Dalle elezioni regionali arrivano due messaggi chiari. Primo, se il centro-sinistra è unito, e non si perde in polemiche miopi, è perfettamente in grado di contendere alle destre anche la vittoria nazionale, il governo dell’Italia.
Secondo, l’alta astensione, intorno al 50 per cento (più bassa in Emilia-Romagna, dove l’esito era scontato; più alta in Umbria dove la partita era sul filo), segnala ormai una consolidata mancanza di fiducia verso la capacità della politica di risolvere i problemi dei cittadini.

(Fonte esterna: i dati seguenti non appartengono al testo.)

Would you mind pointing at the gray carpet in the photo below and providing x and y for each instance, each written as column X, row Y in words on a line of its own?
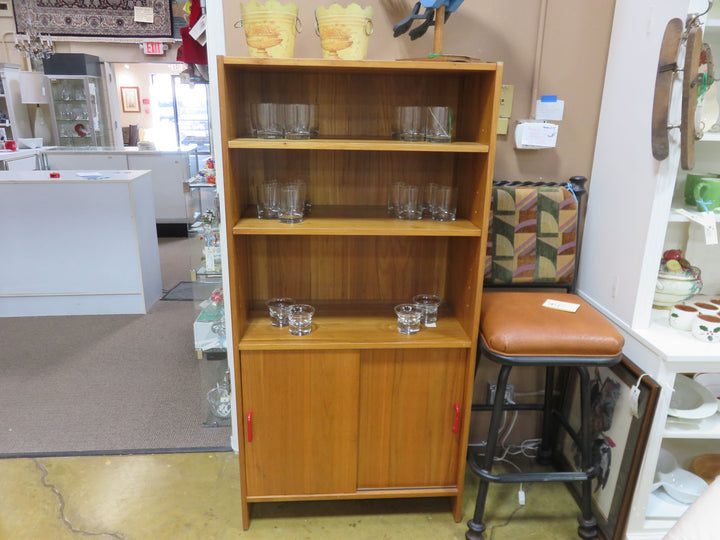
column 190, row 290
column 104, row 384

Questi due messaggi, uno positivo e uno negativo dal mio punto di vista, non andrebbero separati ma vanno tenuti insieme: perché indicano alle forze di opposizione la possibilità e la via per ribaltare gli equilibri politici nazionali. Vale anche per il voto ligure, tre settimane fa, che anzi è in questo esemplare: Andrea Orlando ha perso di un soffio contro il centro-destra, perché azzoppato dalle divisioni interne alla coalizione (o meglio, dal vero e proprio caos ligure del Movimento 5 stelle) che hanno scoraggiato gli elettori di quella forza dall’andare al votare, mantenendo l’astensione sopra il 50 per cento e regalando alla fine la vittoria alle destre, pure in presenza di un suo conclamato malgoverno.
Divisi di perde
Le divisioni interne, quindi, possono fare perdere tutti. È la famosa legge della stupidità di Cipolla: chi è stupido fa un danno agli altri e anche a sé stesso. Se entriamo un po’ più nel merito dei risultati, ne troviamo piena conferma.
Le due forze più unitarie sono state il Pd e Alleanza Verdi Sinistra: sono quelle che hanno avuto i risultati migliori. Già in Liguria Orlando, su una linea nettamente di sinistra, ha portato il suo partito a un risultato storico per quella regione; facendo ben sperare su dove potrebbe arrivare il Pd anche a livello nazionale, guidato da Elly Schlein.
Anche dal voto dell’Emilia-Romagna proviene questa indicazione: la principale roccaforte è Bologna (oltre a Ravenna, la provincia di de Pascale), sia come percentuale di elettori che come voto al Pd: ed è proprio lì che quel partito si caratterizza per una linea, e per un’amministrazione, più a sinistra rispetto ad altri territori (Matteo Lepore, fra l’altro, è stato l’unico importante sindaco italiano, in tutta Italia, a schierarsi a favore di Schlein nella partita congressuale).
Al contempo, sia in Emilia-Romagna sia a Bologna il Pd ha sempre lavorato per la più ampia coalizione possibile e per la massima unità interna (quella fra Bonaccini e Schlein, per esempio; o quella che incarna de Pascale, fra Errani e Bonaccini).
Il Pd non basta
Attenzione, però: tutto questo non basta ad assicurare di per sé la vittoria, salvo che nelle aree dove si è forti. Il Pd, anche finalmente di sinistra, e unitario, da solo potrebbe non bastare. Perché la vittoria diventi realtà, è necessario che anche gli alleati facciano la loro parte.
Due in particolare. Il Movimento 5 stelle, che deve assolutamente ritrovare una collocazione stabile nel campo progressista per svolgere, quindi, una funzione fondamentale: incidere nell’area dell’astensione, dove ha storicamente più presa e più vi sono suoi simpatizzanti ed ex elettori; con beneficio suo e di tutta la coalizione.
Secondo, i centristi. È necessario che questa gamba della coalizione sia effettivamente utile alla vittoria: trovando un assetto che metta effettivamente in secondo piano le figure divisive (per gli elettori, effettivi e potenziali), magari valorizzando personalità nuove, a un tempo caratterizzanti e più unitarie, come Beppe Sala.
Tutto questo è possibile e, proprio perché a quel punto anche la vittoria potrebbe diventare realtà, deve essere fatto. Dopo l’affermazione di Trump, il rischio che l’Italia scivoli in una deriva illiberale è enormemente aumentato: Meloni è organica a quel nuovo, fortissimo, sistema di potere. Ma queste elezioni amministrative mostrano che, in condizioni di competizione libera e informata, la partita in Italia è ancora aperta. Le prossime elezioni politiche saranno ancora, probabilmente, una competizione libera e informata e proprio per questo l’opportunità, questa volta, non può essere sprecata da nessuno. La responsabilità di fronte alla storia è enorme e tutte le forze di opposizione, a differenza che in passato, devono farsene carico.